Ele dormiu sob o frio. O corpo não tinha forças para nada.

Nem pássaros. Tão pouco o som dos insetos pela manhã. Dylan ocupou esse espaço, com os gritos de dor. Os cortes infeccionaram. Ele sentiu agonia, e raiva, por não conseguir tocar nas feridas abertas. O pus minava sem parar. Sem forças não conseguia sair dos braços de Velent. O elfo cortou o pulso. Deixou o sangue cair, gota a gota, na grama molhada pela umidade presente do sereno.

— Você precisa beber! Se não tomar meu sangue não vai conseguir se curar! Estas infecções podem se transformar em algo que ficarei impossibilitado de ajudar.

Ele continuou a berrar. Recusava tocar a boca no sangue do elfo. O suor descia sobre o rosto, e a tontura havia lhe acertado em cheio. Não existiam alternativas. Velent levou o pulso à boca dele. Forçou a ingerir o sangue. Dylan degustou o doce na língua. Fraco, não recusou o sangue, apenas continuou a beber.

Desmaiou nos braços do elfo. Velent o jogou nas costas, e começou a carregá-lo pela floresta. Velent subiu o alto do desfiladeiro, e admirou a enormidade da floresta. No horizonte, distante, viu um reino de construção sombria. Nuvens pairavam sobre ele.

"Provável que este seja o rio de ligação entre os Corvos e os Abutres", raciocinou o elfo.

Ele avistou um vilarejo antes do castelo. Pequenos produtores de milho conversavam, enquanto cuidavam das ovelhas. O elfo pressentiu, inusitado, a presença de um conhecido.

— Desculpa Cão, ainda não lhe contei tudo, mas com o tempo saberá.

Ele desceu a colina. Carregava Dylan nas costas. Um camponês em específico reparou na presença do elfo. Além da súplica por ajuda. Os outros avançavam os trabalhos. Ignoraram o interromper dos passos do bigodudo com cabelo grisalho.

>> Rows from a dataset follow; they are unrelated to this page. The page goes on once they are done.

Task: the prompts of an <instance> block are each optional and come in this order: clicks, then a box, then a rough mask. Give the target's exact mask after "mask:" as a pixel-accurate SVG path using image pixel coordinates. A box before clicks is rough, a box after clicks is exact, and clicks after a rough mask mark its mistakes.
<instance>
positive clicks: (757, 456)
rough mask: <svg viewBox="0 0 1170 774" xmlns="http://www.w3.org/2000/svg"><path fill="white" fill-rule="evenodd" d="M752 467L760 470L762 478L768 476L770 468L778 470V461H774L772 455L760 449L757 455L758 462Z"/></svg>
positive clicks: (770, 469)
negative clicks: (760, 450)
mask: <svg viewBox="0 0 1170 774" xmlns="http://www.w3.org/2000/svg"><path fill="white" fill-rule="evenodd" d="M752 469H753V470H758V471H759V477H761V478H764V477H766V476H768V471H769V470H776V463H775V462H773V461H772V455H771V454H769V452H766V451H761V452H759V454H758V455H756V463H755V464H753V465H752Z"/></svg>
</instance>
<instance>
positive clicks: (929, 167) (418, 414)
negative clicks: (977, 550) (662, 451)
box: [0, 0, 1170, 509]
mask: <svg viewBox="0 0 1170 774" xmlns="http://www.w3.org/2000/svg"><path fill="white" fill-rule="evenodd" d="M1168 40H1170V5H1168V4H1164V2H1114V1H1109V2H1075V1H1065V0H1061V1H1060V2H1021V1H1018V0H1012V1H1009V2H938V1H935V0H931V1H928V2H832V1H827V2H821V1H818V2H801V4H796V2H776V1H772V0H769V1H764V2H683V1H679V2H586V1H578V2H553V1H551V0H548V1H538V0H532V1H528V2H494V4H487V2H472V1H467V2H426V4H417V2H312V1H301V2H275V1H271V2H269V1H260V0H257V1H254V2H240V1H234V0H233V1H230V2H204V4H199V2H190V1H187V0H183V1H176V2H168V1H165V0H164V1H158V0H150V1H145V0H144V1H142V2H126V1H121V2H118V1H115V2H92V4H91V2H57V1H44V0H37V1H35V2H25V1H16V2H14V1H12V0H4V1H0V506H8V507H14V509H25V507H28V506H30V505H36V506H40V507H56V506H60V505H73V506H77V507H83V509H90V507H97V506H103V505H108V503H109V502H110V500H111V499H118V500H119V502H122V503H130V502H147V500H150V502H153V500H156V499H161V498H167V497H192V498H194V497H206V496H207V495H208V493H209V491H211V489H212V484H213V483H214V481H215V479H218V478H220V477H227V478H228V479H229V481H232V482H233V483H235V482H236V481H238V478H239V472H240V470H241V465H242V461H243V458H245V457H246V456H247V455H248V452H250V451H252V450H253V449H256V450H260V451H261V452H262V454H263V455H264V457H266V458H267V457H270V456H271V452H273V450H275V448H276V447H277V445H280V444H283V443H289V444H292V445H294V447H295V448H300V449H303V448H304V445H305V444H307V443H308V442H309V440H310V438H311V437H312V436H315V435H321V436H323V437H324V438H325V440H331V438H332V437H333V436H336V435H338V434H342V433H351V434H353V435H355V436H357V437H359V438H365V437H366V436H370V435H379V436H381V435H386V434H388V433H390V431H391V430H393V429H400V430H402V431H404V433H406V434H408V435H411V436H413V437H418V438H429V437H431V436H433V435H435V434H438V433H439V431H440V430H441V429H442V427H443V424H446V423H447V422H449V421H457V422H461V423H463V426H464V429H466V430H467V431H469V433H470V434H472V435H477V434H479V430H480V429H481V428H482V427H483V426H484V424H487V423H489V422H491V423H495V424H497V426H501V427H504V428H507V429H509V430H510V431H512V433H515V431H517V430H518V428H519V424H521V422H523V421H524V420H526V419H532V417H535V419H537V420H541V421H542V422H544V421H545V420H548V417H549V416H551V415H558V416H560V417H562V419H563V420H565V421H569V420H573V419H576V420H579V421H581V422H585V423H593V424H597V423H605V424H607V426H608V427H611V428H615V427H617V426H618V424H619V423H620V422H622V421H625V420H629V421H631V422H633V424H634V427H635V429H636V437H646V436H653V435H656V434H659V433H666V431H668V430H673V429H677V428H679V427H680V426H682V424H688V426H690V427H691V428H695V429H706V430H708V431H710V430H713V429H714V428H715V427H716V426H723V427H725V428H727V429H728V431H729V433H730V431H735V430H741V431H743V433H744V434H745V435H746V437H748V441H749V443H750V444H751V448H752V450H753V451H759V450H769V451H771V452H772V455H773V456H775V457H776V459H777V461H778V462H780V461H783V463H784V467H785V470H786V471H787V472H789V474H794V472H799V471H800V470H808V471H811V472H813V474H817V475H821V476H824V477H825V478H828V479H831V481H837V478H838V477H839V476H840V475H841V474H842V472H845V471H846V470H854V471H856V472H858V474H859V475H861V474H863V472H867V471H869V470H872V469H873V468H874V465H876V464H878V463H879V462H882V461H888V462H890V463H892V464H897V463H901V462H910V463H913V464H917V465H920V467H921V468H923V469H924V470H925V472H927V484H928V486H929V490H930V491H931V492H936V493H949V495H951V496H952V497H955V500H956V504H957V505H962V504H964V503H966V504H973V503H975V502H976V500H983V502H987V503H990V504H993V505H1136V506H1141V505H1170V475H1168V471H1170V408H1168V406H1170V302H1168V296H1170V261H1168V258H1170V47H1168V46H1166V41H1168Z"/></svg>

Adentro da casa do bigodudo. A caldeira estava acesa na lenha. Uma cama de feno, com cobertor de pele de urso, se faziam necessários para deixar o jovem descansar. A borbulha da sopa e o balir das ovelhas no celeiro ao fundo do abrigo eram os únicos sons ouvidos perante o silêncio dos dois homens.

— Vive bem fingindo ser humano. Angrod.

— Esse cabelo grande de nossa raça sempre me foi incomodo, mas pelos deuses, finalmente o aceito de bom grado. — O homem sentou a frente do azulado. Deu-lhe uma cumbuca de sopa. — Aqueles ferimentos não são profundos, mas estão bem infeccionados. Por que um jovem como ele está assim?

— Acredite ou não Angrod, ele estava defendendo a honra de uma elfa morta.

— Quem diria. — O elfo camponês olhou para o rosto inocente de Dylan. Iluminado pela luz da clareira. — Ainda existem humanos assim por aí.

— Angrod... — Velent estava ansioso. Ou pior, frustrado. Tinha medo de olhar o semelhante. — Me diga... O que houve enquanto estive fora?

— É triste te ver assim Velent. Tão sábio, mas tão perdido sobre suas decisões. Afundado em seus próprios desejos carnais que causaram a destruição daquilo que considerou um lar. — Palavras duras, mas o rei não as confrontou. — Quer mesmo ouvir tudo? Tudo que aconteceu?

O rei de Alfheim que havia — por razões desconhecidas — sumido do lar dos elfos. Para viver algo carnal. Pagava o peso das consequências. A violência sofrida pelo povo o maltratava. Doravante, fingir demência não era feitio. Ali começava a punição. Num semblante frígido e amargurado. Olhou para Angrod.

— Conte-me tudo. Quero saber os meus erros. O que aconteceu com Alfheim após eu ter ido embora?